Steinway & Sons, a name which has become as legendary as the pianists whose fingers have danced over its keyboards, produces the most amazing pianos in the world. And has been doing so for more than 160 years.
The company was founded in New York in 1853 by the German pianist Henry E. Steinway and its patents, in excess of 125, have made it the founder of modern pianos: a result which has enabled it to monopolise the industry. It has been estimated that, in the 2014/2015 season, some 96.5% of classical pianists performed on its pianos.
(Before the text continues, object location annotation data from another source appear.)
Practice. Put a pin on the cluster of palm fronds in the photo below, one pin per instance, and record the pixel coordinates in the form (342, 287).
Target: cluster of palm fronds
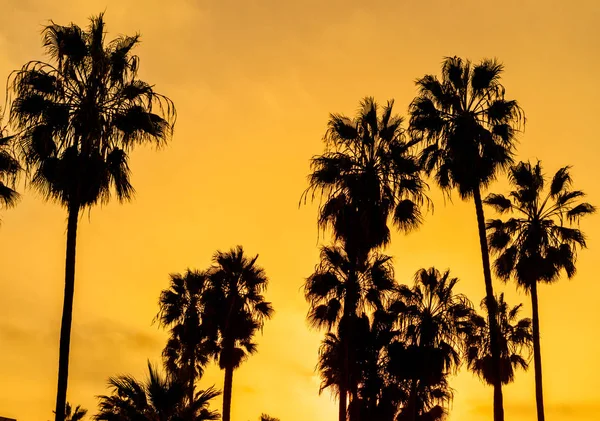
(389, 349)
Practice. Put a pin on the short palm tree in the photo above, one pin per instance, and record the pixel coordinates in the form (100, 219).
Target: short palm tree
(235, 311)
(367, 176)
(339, 293)
(538, 242)
(181, 310)
(78, 117)
(515, 338)
(432, 319)
(467, 128)
(9, 169)
(159, 398)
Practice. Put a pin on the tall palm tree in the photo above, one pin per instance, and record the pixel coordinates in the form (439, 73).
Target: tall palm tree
(76, 414)
(159, 398)
(235, 310)
(181, 310)
(515, 338)
(539, 241)
(367, 176)
(432, 319)
(9, 169)
(467, 127)
(78, 117)
(265, 417)
(339, 293)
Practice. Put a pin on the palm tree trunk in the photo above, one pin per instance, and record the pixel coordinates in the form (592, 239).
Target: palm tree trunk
(227, 389)
(491, 305)
(537, 354)
(343, 403)
(67, 316)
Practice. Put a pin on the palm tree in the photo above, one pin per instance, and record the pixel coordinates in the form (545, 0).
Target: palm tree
(181, 309)
(432, 319)
(235, 310)
(265, 417)
(514, 336)
(367, 175)
(539, 242)
(9, 169)
(74, 415)
(78, 116)
(159, 398)
(468, 131)
(339, 293)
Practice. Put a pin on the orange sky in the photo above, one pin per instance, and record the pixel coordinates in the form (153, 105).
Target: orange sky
(253, 82)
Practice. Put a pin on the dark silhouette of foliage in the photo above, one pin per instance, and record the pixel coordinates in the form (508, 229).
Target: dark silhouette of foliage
(467, 128)
(366, 176)
(538, 242)
(78, 117)
(234, 310)
(181, 310)
(265, 417)
(159, 398)
(514, 336)
(340, 293)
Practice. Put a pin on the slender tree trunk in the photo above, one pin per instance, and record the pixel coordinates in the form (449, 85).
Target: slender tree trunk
(343, 403)
(491, 305)
(67, 316)
(227, 389)
(191, 391)
(537, 354)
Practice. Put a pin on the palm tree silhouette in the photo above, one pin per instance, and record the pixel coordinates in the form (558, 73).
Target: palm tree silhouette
(9, 169)
(234, 310)
(74, 415)
(433, 319)
(539, 242)
(79, 115)
(339, 293)
(181, 309)
(159, 397)
(467, 128)
(366, 176)
(515, 338)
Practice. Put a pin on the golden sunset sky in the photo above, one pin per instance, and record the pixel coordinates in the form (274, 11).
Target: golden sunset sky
(253, 82)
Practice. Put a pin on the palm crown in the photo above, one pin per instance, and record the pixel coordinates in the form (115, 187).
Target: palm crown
(367, 175)
(467, 125)
(234, 304)
(514, 336)
(80, 115)
(536, 244)
(159, 398)
(338, 287)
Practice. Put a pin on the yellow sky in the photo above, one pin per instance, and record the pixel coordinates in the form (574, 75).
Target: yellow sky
(253, 82)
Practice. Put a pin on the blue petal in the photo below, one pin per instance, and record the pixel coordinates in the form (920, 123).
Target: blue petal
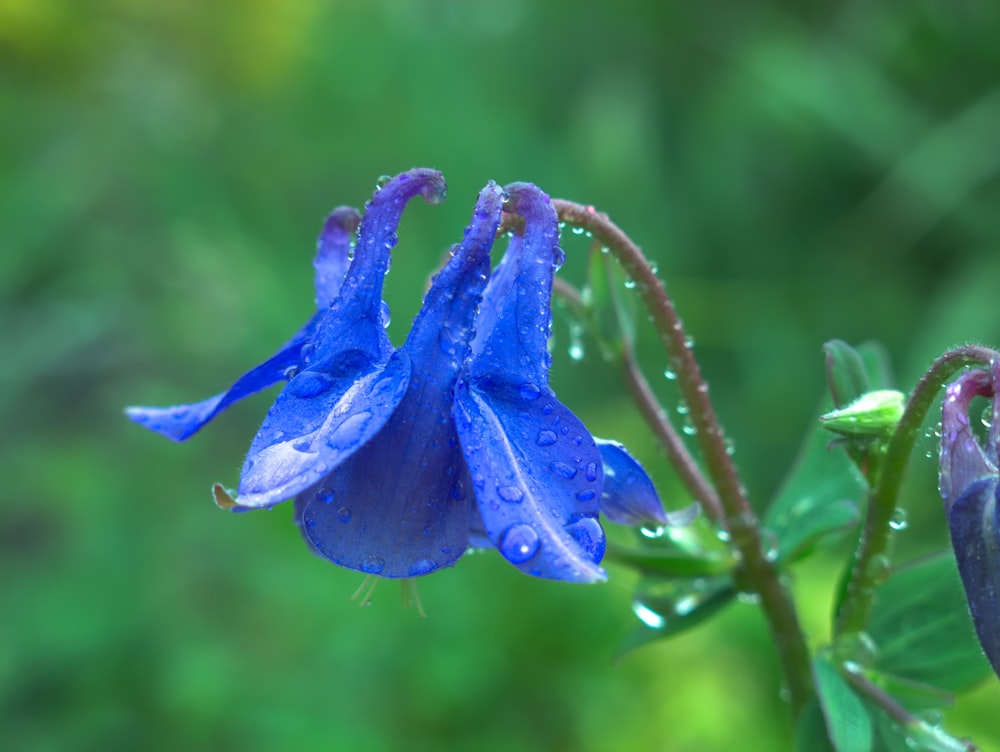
(400, 506)
(536, 471)
(353, 381)
(629, 496)
(975, 536)
(537, 478)
(333, 253)
(182, 421)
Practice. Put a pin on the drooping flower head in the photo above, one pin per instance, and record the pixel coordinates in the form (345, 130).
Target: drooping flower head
(397, 458)
(968, 482)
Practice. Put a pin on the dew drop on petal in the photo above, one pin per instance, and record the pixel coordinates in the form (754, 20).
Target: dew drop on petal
(547, 438)
(422, 567)
(510, 494)
(309, 384)
(529, 391)
(564, 470)
(588, 533)
(519, 543)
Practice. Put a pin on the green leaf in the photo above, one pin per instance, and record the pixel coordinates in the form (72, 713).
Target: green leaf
(818, 499)
(669, 607)
(921, 624)
(847, 720)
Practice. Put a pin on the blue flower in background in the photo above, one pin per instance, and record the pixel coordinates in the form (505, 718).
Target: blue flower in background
(397, 459)
(968, 482)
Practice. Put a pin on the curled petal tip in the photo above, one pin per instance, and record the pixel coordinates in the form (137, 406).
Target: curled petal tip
(527, 200)
(343, 218)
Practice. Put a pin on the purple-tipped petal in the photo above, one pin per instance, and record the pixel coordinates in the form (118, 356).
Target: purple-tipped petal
(536, 471)
(400, 505)
(333, 253)
(183, 421)
(963, 461)
(969, 486)
(629, 496)
(352, 382)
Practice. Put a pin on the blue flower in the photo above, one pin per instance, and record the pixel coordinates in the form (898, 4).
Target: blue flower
(968, 482)
(397, 459)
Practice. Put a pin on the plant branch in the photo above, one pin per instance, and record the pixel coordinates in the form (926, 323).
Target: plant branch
(758, 571)
(866, 574)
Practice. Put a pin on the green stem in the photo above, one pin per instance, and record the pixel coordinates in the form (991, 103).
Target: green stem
(873, 545)
(758, 571)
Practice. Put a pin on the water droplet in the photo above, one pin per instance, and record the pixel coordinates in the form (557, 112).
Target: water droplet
(309, 384)
(547, 438)
(588, 532)
(898, 520)
(563, 470)
(529, 391)
(769, 545)
(648, 616)
(510, 494)
(519, 543)
(422, 567)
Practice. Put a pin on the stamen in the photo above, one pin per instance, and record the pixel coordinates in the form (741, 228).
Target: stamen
(364, 592)
(411, 597)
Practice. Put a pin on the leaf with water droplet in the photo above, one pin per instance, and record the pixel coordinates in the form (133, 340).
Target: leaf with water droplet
(818, 500)
(667, 608)
(921, 623)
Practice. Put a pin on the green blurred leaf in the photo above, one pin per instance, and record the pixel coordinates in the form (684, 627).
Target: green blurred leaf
(846, 375)
(921, 624)
(810, 731)
(818, 500)
(847, 720)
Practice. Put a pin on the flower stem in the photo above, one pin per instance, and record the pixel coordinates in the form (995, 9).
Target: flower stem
(758, 571)
(649, 407)
(873, 545)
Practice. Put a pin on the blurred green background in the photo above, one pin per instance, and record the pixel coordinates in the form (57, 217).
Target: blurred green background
(797, 171)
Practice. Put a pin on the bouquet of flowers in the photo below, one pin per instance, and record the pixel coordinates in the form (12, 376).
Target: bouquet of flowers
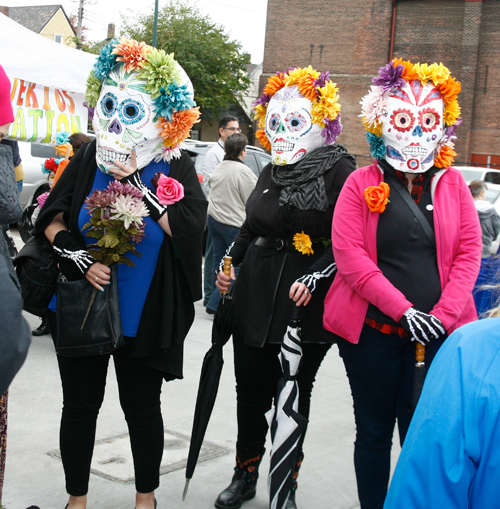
(116, 222)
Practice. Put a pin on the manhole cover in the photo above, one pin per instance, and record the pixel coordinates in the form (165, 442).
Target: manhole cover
(113, 458)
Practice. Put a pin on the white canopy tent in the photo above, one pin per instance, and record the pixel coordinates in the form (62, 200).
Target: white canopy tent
(31, 57)
(48, 83)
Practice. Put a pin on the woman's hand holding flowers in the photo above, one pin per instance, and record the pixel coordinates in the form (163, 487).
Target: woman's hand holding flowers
(130, 175)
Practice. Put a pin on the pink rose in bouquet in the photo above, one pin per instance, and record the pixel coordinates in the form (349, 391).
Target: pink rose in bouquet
(169, 190)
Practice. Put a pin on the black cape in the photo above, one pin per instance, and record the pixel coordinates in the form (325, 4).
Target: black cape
(168, 312)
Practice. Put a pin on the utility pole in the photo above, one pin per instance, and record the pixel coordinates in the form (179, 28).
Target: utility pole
(79, 27)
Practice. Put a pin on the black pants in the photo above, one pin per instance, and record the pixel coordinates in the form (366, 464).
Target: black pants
(380, 371)
(257, 373)
(83, 381)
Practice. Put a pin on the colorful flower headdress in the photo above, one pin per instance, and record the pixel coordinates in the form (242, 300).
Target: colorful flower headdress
(315, 86)
(174, 105)
(396, 74)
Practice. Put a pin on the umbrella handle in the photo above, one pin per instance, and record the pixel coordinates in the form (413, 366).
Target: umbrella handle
(420, 353)
(227, 270)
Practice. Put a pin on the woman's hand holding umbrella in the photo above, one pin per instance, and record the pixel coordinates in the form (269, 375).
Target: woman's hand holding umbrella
(300, 294)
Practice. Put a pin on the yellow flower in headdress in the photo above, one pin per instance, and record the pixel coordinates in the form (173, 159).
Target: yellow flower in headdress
(302, 243)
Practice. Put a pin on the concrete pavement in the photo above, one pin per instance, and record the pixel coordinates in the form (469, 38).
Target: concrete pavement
(34, 474)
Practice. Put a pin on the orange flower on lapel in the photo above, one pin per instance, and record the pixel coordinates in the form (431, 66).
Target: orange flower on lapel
(377, 197)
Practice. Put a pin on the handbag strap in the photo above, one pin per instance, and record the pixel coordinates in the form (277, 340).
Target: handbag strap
(400, 188)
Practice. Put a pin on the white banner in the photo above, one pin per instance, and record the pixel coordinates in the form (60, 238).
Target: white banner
(40, 112)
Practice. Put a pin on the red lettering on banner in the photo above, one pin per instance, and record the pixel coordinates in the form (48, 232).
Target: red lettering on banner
(61, 104)
(31, 96)
(22, 89)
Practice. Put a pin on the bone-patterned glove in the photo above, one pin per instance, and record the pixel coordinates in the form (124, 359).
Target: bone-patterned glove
(72, 254)
(156, 209)
(422, 326)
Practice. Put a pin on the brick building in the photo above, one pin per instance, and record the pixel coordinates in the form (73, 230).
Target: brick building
(353, 38)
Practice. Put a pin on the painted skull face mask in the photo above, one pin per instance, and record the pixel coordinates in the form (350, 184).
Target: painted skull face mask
(413, 126)
(410, 114)
(289, 127)
(298, 113)
(123, 120)
(143, 100)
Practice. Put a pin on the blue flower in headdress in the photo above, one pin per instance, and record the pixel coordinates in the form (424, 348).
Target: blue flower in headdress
(174, 98)
(61, 137)
(377, 145)
(105, 61)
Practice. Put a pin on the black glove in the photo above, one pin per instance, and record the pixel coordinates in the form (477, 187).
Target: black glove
(422, 326)
(156, 209)
(71, 256)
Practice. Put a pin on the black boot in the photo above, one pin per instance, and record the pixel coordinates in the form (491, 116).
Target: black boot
(243, 485)
(43, 328)
(291, 499)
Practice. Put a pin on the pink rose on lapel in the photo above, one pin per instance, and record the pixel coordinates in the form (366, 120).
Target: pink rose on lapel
(169, 190)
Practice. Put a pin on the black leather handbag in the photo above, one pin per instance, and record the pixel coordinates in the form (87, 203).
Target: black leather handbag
(37, 271)
(101, 332)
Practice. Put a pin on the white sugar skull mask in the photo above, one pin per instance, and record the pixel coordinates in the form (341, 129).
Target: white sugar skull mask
(413, 126)
(289, 127)
(124, 120)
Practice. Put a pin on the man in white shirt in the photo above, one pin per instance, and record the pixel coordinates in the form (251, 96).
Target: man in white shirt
(227, 126)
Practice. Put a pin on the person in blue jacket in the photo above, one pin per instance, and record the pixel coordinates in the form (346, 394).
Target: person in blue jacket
(451, 455)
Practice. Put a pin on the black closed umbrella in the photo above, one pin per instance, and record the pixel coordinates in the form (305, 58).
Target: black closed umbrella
(286, 423)
(419, 374)
(224, 321)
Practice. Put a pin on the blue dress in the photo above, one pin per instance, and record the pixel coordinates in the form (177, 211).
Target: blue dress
(133, 282)
(451, 455)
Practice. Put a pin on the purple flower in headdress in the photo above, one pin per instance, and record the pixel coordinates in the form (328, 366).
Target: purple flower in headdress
(332, 130)
(320, 81)
(90, 110)
(390, 77)
(263, 99)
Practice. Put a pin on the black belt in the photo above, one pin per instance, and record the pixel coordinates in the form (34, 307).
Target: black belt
(271, 243)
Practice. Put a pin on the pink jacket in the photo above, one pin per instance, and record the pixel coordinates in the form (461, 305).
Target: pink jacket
(359, 280)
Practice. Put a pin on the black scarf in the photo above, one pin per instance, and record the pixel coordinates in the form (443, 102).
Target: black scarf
(303, 184)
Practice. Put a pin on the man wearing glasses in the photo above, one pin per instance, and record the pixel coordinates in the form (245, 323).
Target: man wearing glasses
(227, 126)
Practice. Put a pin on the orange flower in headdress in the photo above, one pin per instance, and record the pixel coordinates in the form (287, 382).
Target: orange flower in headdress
(131, 52)
(274, 84)
(261, 136)
(179, 128)
(409, 72)
(444, 158)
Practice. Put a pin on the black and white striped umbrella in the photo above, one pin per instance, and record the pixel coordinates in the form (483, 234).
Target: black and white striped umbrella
(286, 424)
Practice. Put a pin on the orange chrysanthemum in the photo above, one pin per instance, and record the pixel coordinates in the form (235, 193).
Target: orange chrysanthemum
(307, 88)
(274, 84)
(264, 141)
(63, 149)
(178, 129)
(131, 52)
(444, 158)
(409, 72)
(449, 89)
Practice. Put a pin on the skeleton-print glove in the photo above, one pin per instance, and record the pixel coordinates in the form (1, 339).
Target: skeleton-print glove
(422, 326)
(71, 255)
(311, 280)
(156, 209)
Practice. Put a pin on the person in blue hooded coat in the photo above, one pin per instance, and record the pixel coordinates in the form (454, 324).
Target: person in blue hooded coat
(451, 455)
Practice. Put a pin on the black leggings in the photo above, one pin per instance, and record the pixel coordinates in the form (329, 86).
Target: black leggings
(257, 373)
(83, 381)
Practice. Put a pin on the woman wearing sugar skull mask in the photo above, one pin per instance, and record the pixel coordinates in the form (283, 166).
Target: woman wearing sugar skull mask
(291, 205)
(142, 114)
(407, 245)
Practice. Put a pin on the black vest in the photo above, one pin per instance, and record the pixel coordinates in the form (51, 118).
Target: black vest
(405, 255)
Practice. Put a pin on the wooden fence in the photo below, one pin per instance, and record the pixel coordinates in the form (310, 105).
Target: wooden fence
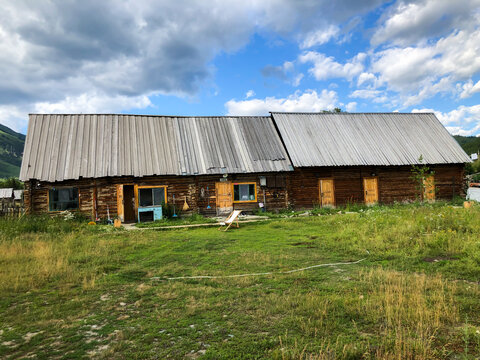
(11, 208)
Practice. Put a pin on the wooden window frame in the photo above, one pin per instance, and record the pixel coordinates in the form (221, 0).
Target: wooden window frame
(320, 192)
(243, 183)
(137, 187)
(364, 190)
(63, 187)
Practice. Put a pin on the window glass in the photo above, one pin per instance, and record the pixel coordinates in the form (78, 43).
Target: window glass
(151, 196)
(145, 197)
(63, 199)
(244, 192)
(158, 196)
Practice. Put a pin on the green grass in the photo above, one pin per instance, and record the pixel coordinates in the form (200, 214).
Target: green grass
(68, 290)
(190, 220)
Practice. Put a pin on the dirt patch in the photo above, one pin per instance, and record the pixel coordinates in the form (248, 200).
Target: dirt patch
(438, 258)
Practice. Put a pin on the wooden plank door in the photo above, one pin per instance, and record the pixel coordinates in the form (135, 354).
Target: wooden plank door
(327, 192)
(223, 192)
(429, 188)
(120, 213)
(370, 190)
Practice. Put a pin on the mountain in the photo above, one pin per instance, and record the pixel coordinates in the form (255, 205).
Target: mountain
(11, 150)
(470, 144)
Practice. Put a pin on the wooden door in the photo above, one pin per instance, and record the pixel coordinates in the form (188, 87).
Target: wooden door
(223, 192)
(429, 188)
(128, 203)
(327, 192)
(120, 202)
(370, 190)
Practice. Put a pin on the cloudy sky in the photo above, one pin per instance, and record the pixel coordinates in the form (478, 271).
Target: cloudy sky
(240, 57)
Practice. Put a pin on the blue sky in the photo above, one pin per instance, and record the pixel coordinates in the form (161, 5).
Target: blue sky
(241, 58)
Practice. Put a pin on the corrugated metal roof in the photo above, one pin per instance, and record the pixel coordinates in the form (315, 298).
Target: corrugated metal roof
(61, 147)
(343, 139)
(6, 193)
(18, 194)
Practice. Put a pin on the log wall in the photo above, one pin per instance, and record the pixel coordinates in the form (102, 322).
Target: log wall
(297, 189)
(395, 184)
(103, 193)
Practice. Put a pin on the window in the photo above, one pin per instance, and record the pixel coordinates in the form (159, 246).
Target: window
(152, 196)
(244, 192)
(62, 199)
(275, 181)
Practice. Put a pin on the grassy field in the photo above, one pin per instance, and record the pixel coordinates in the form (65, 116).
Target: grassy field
(68, 290)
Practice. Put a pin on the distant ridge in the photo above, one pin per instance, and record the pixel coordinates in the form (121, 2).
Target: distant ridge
(470, 144)
(11, 150)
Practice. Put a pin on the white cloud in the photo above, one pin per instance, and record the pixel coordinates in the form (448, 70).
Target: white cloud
(319, 37)
(376, 96)
(421, 72)
(93, 103)
(53, 52)
(297, 79)
(249, 94)
(14, 117)
(351, 106)
(326, 67)
(465, 120)
(367, 78)
(468, 89)
(308, 101)
(408, 22)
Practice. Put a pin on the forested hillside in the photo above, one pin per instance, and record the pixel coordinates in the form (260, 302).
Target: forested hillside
(11, 149)
(471, 144)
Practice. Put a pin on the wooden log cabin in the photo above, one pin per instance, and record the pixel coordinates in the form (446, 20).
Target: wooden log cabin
(342, 158)
(130, 166)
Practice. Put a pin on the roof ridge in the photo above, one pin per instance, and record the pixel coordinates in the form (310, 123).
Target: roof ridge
(348, 113)
(153, 115)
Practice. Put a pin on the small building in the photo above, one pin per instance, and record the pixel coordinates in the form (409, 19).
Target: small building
(342, 158)
(135, 166)
(130, 165)
(6, 198)
(18, 198)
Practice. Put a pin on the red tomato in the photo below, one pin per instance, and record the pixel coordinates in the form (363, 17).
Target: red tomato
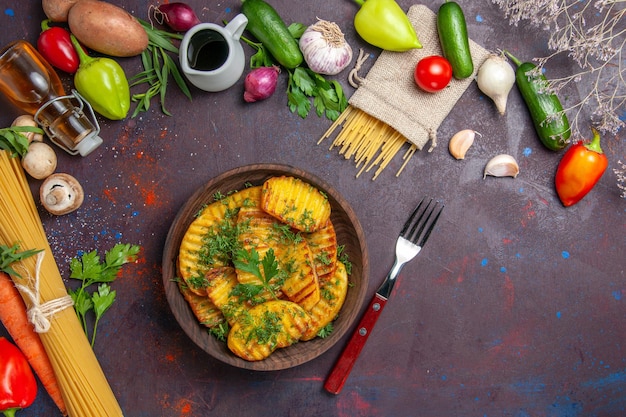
(433, 73)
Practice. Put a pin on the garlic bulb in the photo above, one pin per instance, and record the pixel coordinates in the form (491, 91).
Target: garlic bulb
(461, 142)
(325, 49)
(501, 166)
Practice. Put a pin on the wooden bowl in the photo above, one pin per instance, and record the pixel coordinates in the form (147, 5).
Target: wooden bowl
(349, 233)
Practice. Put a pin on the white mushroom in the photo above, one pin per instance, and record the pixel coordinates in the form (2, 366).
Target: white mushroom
(28, 120)
(40, 160)
(61, 194)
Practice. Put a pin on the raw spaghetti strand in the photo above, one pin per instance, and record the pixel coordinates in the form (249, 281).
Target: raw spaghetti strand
(367, 140)
(83, 384)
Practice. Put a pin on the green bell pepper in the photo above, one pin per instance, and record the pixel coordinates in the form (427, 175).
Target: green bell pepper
(102, 82)
(384, 24)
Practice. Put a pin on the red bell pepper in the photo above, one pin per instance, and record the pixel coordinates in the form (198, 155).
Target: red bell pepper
(18, 387)
(580, 169)
(55, 45)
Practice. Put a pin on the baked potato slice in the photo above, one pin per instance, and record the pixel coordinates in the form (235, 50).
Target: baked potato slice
(301, 284)
(323, 245)
(221, 283)
(205, 244)
(202, 307)
(333, 290)
(296, 278)
(296, 203)
(257, 233)
(266, 327)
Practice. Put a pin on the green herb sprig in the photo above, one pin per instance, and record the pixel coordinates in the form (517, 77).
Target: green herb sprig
(266, 270)
(13, 140)
(90, 270)
(158, 66)
(9, 255)
(304, 84)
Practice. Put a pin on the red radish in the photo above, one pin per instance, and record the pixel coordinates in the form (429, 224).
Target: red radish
(178, 16)
(260, 83)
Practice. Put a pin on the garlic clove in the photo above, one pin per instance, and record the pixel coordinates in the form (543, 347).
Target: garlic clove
(501, 166)
(461, 142)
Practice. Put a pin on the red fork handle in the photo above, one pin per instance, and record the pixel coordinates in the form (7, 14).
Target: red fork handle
(343, 366)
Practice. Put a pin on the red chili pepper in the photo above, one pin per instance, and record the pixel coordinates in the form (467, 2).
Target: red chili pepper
(55, 45)
(580, 169)
(18, 387)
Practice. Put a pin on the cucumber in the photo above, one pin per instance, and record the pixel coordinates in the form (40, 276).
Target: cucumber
(269, 29)
(545, 109)
(453, 38)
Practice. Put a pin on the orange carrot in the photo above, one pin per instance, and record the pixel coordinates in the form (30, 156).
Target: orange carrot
(14, 318)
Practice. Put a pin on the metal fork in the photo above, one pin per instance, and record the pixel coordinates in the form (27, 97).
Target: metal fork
(412, 238)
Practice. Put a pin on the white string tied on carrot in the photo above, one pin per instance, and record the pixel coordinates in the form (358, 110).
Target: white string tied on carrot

The construction of each instrument, consisting of more than 12,000 components, requires about a year’s work. But Steinway pianos do not excel solely from a technical and acoustic point of view: they also do so aesthetically, and proof of this are the woody essences of great rarity with which a Steinway can be ordered, or the special editions made with Karl Kagerfeld, Dakota Jackson and Lalique, not to mention the recent masterpiece of craftsmanship designed by Frank Pollaro, the Fibonacci; an amazing piano made of Macassar ebony whose design and construction required more than 6,000 hours of work, and whose value is estimated at $2.4 million.
To admire a Steinway you need do no more than wonder at its elegant and sensual shape, but its real seduction arises from the partnership with its artists because, as Steinway likes to say, without them its pianos would remain silent and soulless.